Rassegna Stampa

L'Unione Sarda

Fabio Treves, uomo in blues

Fonte: L'Unione Sarda
17 dicembre 2014


Rocce Rosse Questa sera, ore 22, a Cagliari 

P er i bluesmen italiani della nuova generazione, è una sorta di papà. Per quelli più in là negli anni, un fratello maggiore. Se in Italia non ci fosse stato uno come Fabio Treves, il blues non sarebbe mai arrivato in tanti luoghi, a volte impervi, e alle orecchie di tante persone. In quarant'anni e passa di onorata carriera, l'armonicista-cantante di Lambrate, ha portato questa musica in ogni angolo del Paese, suonando praticamente ovunque e nei posti più disparati. Sui palchi deputati ai concerti, ovviamente, ma anche nelle fabbriche dove si lottava per la tutela del posto di lavoro, nelle carceri, negli ospedali, nelle case per anziani, nelle università. «Insieme alla Lombardia, la Sardegna è la regione che conosco meglio», racconta Treves che, oggi alle 22, approda sul palco del Conservatorio di Cagliari per Rocce Rosse Blues, in compagnia della sua band, preceduto dal set di Francesco Piu. «Anche se non l'ho scoperto io, ritegno di essere uno degli artefici della sua fortunata carriera», dice al riguardo.
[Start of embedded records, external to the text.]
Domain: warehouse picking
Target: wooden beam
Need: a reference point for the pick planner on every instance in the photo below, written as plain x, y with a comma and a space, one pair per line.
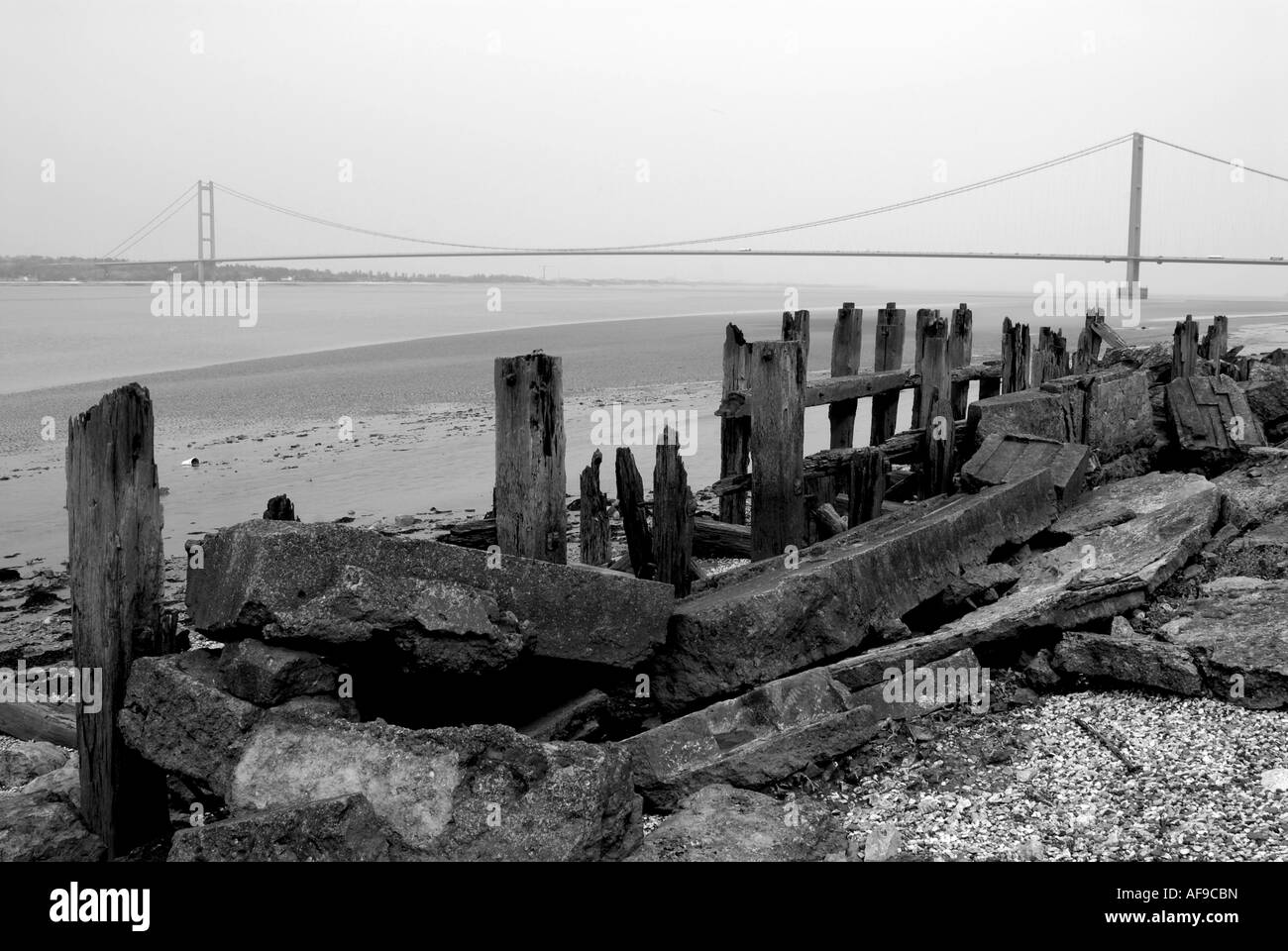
777, 448
114, 532
528, 499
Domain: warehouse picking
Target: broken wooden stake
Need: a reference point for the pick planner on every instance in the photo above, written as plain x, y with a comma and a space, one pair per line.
531, 518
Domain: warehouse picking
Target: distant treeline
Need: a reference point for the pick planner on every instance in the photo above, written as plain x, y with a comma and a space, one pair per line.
84, 269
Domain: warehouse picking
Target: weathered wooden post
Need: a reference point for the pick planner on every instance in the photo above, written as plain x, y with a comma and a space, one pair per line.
734, 433
888, 356
797, 328
115, 566
528, 497
596, 545
867, 486
846, 347
960, 352
1185, 348
630, 504
673, 517
1017, 356
777, 446
935, 388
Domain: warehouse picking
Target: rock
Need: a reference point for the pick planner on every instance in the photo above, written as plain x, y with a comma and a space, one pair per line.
279, 509
343, 829
1275, 780
64, 781
781, 728
268, 676
1025, 412
22, 763
721, 823
1254, 491
46, 827
1128, 660
1003, 459
883, 844
578, 719
330, 583
767, 620
1121, 628
1235, 630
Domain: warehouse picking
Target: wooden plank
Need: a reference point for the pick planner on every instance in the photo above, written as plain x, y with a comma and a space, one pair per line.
846, 350
888, 355
960, 351
114, 532
528, 499
630, 505
673, 517
867, 486
734, 432
596, 547
777, 446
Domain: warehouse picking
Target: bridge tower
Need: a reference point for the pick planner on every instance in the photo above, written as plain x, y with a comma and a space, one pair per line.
1137, 167
205, 226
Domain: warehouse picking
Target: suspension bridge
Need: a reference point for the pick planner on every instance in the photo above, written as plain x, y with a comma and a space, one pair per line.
943, 224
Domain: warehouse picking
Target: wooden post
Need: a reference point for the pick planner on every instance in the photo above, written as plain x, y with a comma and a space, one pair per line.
734, 433
888, 356
797, 328
1016, 356
867, 486
115, 566
596, 547
936, 401
531, 518
630, 504
960, 352
1185, 348
846, 347
918, 352
777, 448
673, 517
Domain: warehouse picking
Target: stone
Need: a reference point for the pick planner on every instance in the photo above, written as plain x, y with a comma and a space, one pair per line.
721, 823
22, 763
883, 844
1235, 630
1003, 459
269, 676
776, 729
1024, 412
46, 827
343, 829
769, 619
296, 583
578, 719
1137, 660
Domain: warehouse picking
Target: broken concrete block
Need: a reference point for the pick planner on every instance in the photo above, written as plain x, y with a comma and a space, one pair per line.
344, 829
1235, 630
1134, 660
307, 583
1025, 412
46, 827
1003, 459
721, 823
781, 728
1211, 418
765, 620
269, 676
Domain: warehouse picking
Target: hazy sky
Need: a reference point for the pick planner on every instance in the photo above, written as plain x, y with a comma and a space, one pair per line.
555, 124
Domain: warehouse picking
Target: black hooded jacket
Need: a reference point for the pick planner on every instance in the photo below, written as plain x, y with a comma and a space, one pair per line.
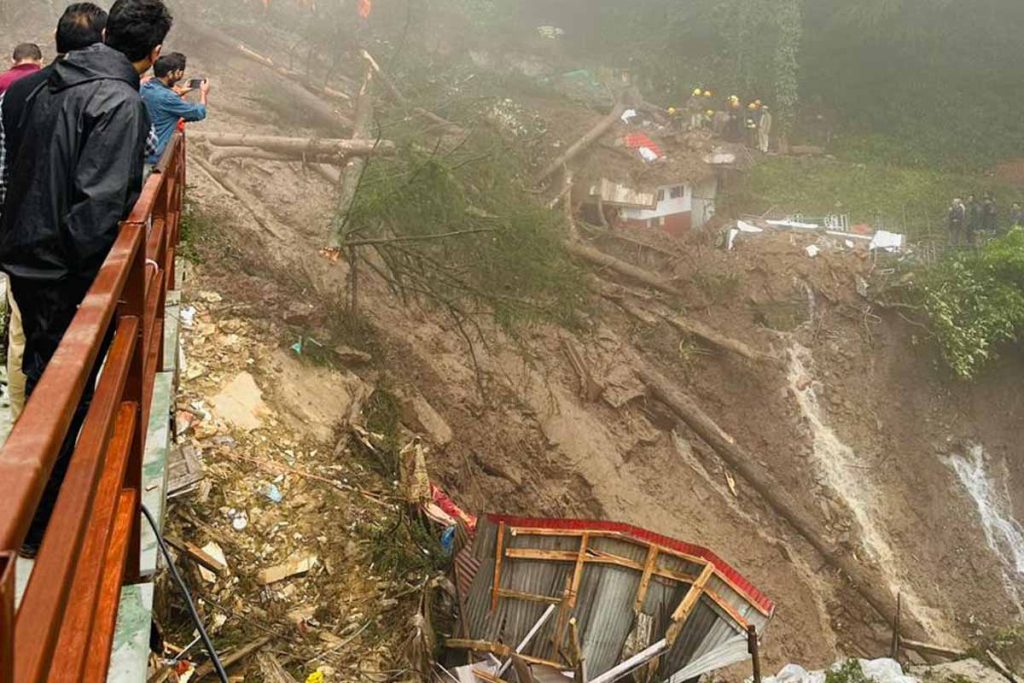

Portare il blues in un Conservatorio, non lo spaventa affatto, anzi, lo considera «un punto d'arrivo».
«Il blues è la musica della vita di tutti i giorni», prosegue l'armonicista: «Mi fa piacere che venga ospitata anche in un Conservatorio, dove si insegnano e si ascoltano altri generi».
Qual è oggi lo stato di salute del blues in Italia?
«Sul fronte discografico, dischi blues che arrivano in classifica non ce ne sono, però, c'è una produzione vivace, visto che in giro ci sono tante band e tutte sfornano dischi. Anche per quanto riguarda i concerti, tra festival, serate in piazza o nei club, le occasioni non mancano».
Come ha scoperto il blues?
«Sono stato fortunato. Mio padre amava tutta la buona musica. Da bambino ascoltavo Chet Baker, Billie Holiday, Amalia Rodrigues. Quando negli anni Sessanta arrivò in Italia il rock-blues inglese, capii che quella era la mia strada».
Qual è il decennio che ricorda con maggiore affetto?
«Il primo e l'ultimo. Il primo, perché è stato quello pionieristico, fatto di feste delle birra e Festival dell'Unità, dove la gente si aspettava altro, mentre noi una volta sul palco attaccavamo con blues trascinanti e ballabili. L'ultimo, perché quest'anno ho festeggiato 40 anni di carriera. Lo spirito di oggi è identico a quello del del '74. Cerco sempre di dare il meglio e far capire che il blues è una musica di fratellanza e che fa riflettere ».
Il momento più esaltante?
«L'incontro con Frank Zappa nel 1988: mi chiamò due volte a suonare con lui. E poi, quando con la Treves Blues Band ci esibimmo al festival blues di Memphis. Gli applausi ricevuti in quella occasione, sono stati un forte stimolo ad andare avanti».
E la politica? Anni fa scese in campo con i Verdi.
«Sono stato consigliere comunale a Milano. Ho fatto il mio dovere fino in fondo. Nonostante ciò, l'esperienza in politica non è tra quelle che ricordo con piacere».